This research will, therefore, characterise computer-mediated texts
by the new term ‘dialogic genre’ to recognize the fact that
any categorisation is in itself contingent and fluid, and that when
seen over time that we are dealing with social phenomena that “present
the picture of a ceaseless flow of becoming” (Voloshinov 1973:66).
In its original contribution this research will develop this classification
in order to facilitate the rhetorical analysis of these works discussed
below. However, it will stay true to the theoretical arguments noted
above, by arguing that this classification represents a socially constructed
‘snap shot’ of this emerging art form at a particular moment
in time.
Work undertaken at the MPhil Stage
Theoretical Work
On my RS1 form, I noted that my aim for the MPhil stage of my research
was to extend the existing theoretical models of computer-mediated texts
to help account for authorship. However, as I discussed earlier in this
report, my theoretical research revealed that these theories were rooted
in an inappropriate description of textuality and the proposed theoretical
‘extension’ was not possible. I have, therefore, developed
an original theoretical account of these texts, described above, based
on Bakhtinian dialogism, and so rooted my understanding of these works
in their authorial rhetoric.
Creative Work undertaken at MPhil level
I have created three original works of art, The Castle Gardens (see
Stewart 2002), Tomorrow (see Stewart 2003) and Ontology (2003) to help
me explore the theoretical issues discussed above. In these works I
have used internet client/server technologies (Macromedia flash, the
scripting language PHP and the database management system postgresSQL)

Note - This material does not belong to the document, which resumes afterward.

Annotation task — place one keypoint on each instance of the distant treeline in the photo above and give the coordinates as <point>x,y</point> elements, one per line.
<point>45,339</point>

to present dynamic html-based texts that explore the roles of the programmer,
the author-participants and the reader-participants in the production
of meaning.
The Castle Gardens is a multi-user ‘textual world’ that
explores both the active participation of the reader-participant through
contribution and also active participation of the reader-participant
through selection. It does this by challenging participants to navigate
a highly variable text in order to achieve certain prescribed goals.
However, in doing so it also encourages the participants to enter textual
descriptions, program elements, links and goals which are then made
available to other participants.
Tomorrow is a multi-user fiction that explores the effect of the active
selection by the reader-participant on traditional notions of plot and
narrative.
Ontology is an animated, sound poem produced as part of the Writers
for the Future project (organised by Nottingham Trent University and
NESTA). It explores the potential of computer-mediated texts to make
an aesthetic use of real-time, temporal structuring to explore contemporary
notions of being.
These three pieces have been developed by following the structured
practice-based methodology outlined below.
Practice Methodology
As Michael Biggs recently noted, practice-based research methodology
is the formalised process for “addressing and answering ….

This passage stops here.